Ce décret s'inscrit dans une réflexion engagée depuis des années, sur  le redoublement et son efficacité en France. Selon un rapport du Conseil national d'évaluation du système scolaire (Cnesco), publié en 2015, les études scientifiques ont prouvé que redoubler "a toujours un effet négatif sur les trajectoires scolaires et demeure le meilleur déterminant du décrochage"."C'est difficile à comprendre pour les parents, pour la simple et bonne raison que la première année du redoublement, les résultats de l'élève s'améliorent par rapport à l'année précédente", précise sur Europe 1 Nathalie Mons, sociologue et membre du Cnesco. "Mais, sur le long terme, ces élèves vont être handicapés dans leur scolarité, et au bout de quatre ou cinq ans, leur niveau va être plus faible que celui des élèves de même niveau qui n'auraient pas redoublé."

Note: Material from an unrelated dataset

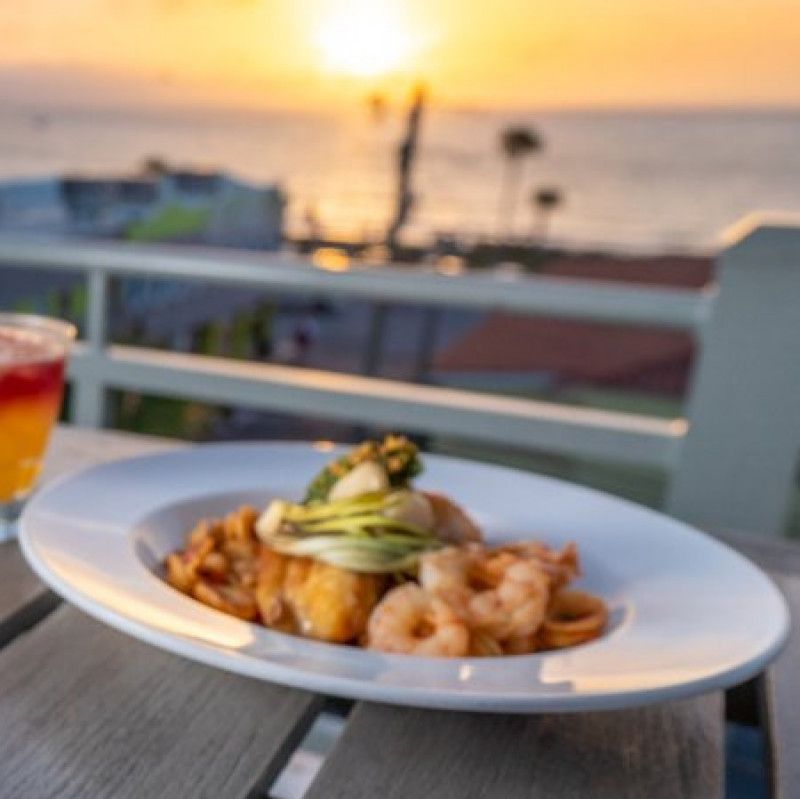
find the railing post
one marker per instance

Des cycles de trois ans. Si elle a été longtemps mûrie, cette réduction drastique a des allures de défi pour la France, l'un des pays champions de la discipline : en 2012, 28% des élèves âgés de 15 ans déclaraient avoir redoublé au moins une fois selon le Programme international pour le suivi des acquis des élèves (Pisa). Pour accompagner la transition et permettre une meilleure identification des élèves "décrocheurs", des "cycles" de trois ans (CP-CE2, CM1-6ème et 5ème-3ème) ont été mis en place à la rentrée 2016. A la fin de chacun d'entre eux, des bilans de compétence doivent permettre de vérifier que les notions clés sont bien acquises.

Est-ce suffisant ? En plus de ces cycles, l'état des lieux établi par le Cnesco sur le redoublement listait une série de mesures alternatives pour accompagner les élèves en difficulté. Parmi les solutions envisagées figuraient notamment la création d'un "professeur des apprentissages fondamentaux", spécifiquement formé pour suivre un groupe d'élèves du CP au CE2, ou la mise en place d'un examen de "rattrapage", organisé en septembre après des "écoles d'été" pour les élèves dont les résultats ont été insuffisants pendant l'année scolaire. A la rentrée 2016, Najat Vallaud-Belkacem affirmait que le gouvernement entendait "mettre les moyens" sur ces mesures alternatives. 

Entendu sur europe1 :
La suppression du redoublement semble pour l'instant se faire sans accompagnement spécifique

"On est dans le flou". Mais pour les élèves privés de redoublement cet été, "on est dans le flou", selon Eric Charbonnier, expert éducation à l'OCDE, interrogé par Europe 1.fr. "Pour l'instant, en France, on est toujours dans un système d'accumulation qui fait qu'un élève qui décroche continue de décrocher. Je ne crois pas que, dans la majorité des école primaires, on ait demandé aux élèves en difficulté de venir en cours une semaine avant la rentrée'", poursuit-il. Et d'estimer : "la suppression du redoublement semble pour l'instant se faire sans accompagnement spécifique."

Reste que le rapport du Cnesco ne préconisait pas de mesures à généraliser rapidement, mais des expérimentations "qui devront être évaluées scientifiquement, pour proposer progressivement des alternatives au redoublement sur les dix prochaines années". "Tout est en rodage, des mesures sont testées", confirme Eric Charbonnier. L'enjeu est désormais  d'identifier rapidement les mesures efficaces, pour ne pas laisser les élèves en difficulté sans solution. Une "nécessité", selon l'expert de l'OCDE.